After a shaky start, dogged with image quality reservations and doubts over resistance to fading, inkjet printing technology is now the leading photo printing technology except for high-volume photo print production. Inkjet has become the favoured printing process for archival and large-format photo printing and its versatility has enabled inkjet to dominate the home and small office market, with printers able to produce good-quality photos as well as business and graphic documents printed onto a wide variety of media.
The best inkjet printers, combined with great leaps in the technology of inkjet printer inks, means that inkjet printers are now routinely used for high-quality fine art archival printing, both of photographs and photographed works of art, such as paintings and sketches. At the other end of the market, inkjet printers are competing hard with dye-sub technology offering convenience and immediacy in the form of portable mini-printers designed to produce 6x4 inch type photo prints.

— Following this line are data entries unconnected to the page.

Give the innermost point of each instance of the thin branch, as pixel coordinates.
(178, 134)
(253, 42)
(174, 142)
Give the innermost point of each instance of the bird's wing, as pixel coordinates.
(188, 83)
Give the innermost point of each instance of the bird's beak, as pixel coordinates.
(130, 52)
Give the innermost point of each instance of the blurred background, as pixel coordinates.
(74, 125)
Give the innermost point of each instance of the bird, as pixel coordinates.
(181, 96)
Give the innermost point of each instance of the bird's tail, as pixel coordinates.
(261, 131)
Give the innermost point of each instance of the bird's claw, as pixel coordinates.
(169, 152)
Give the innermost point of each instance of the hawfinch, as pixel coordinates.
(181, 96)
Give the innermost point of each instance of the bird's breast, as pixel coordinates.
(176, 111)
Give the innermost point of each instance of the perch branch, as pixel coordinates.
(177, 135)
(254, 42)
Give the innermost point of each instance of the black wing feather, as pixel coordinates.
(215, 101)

Inkjet's versatility is unparalleled. The same printer that produced a blow-up print of your latest photographic masterpiece on a variety of gloss, matt, semi-matt/gloss photo papers, can also print diagrams and charts on plain paper and card - as well as those letters to your bank manager. Inkjet technology is even used in the food industry, from labelling of foodstuffs, to printing photographic images onto cakes using food dyes instead of ink.
Print fade resistance has been improved markedly during recent years, though the subject of cheap third-party inks, which I'll deal with separately, can mean that users' experiences may not be as good as they should be.
But what lies at the core of the popularity of inkjet for photo printing is its ability to produce excellent photo-quality results, quickly and conveniently. The cost of inkjet printers has dropped in recent years, especially ‘All in One' or ‘Multifunctional' devices that combine a flatbed scanner with a printer. In fact, more multifunctional units are sold now than single-function printers.
Dye-based inks are absorbed into the paper's surface.
Pigment-based ink drops sit on the paper's surface.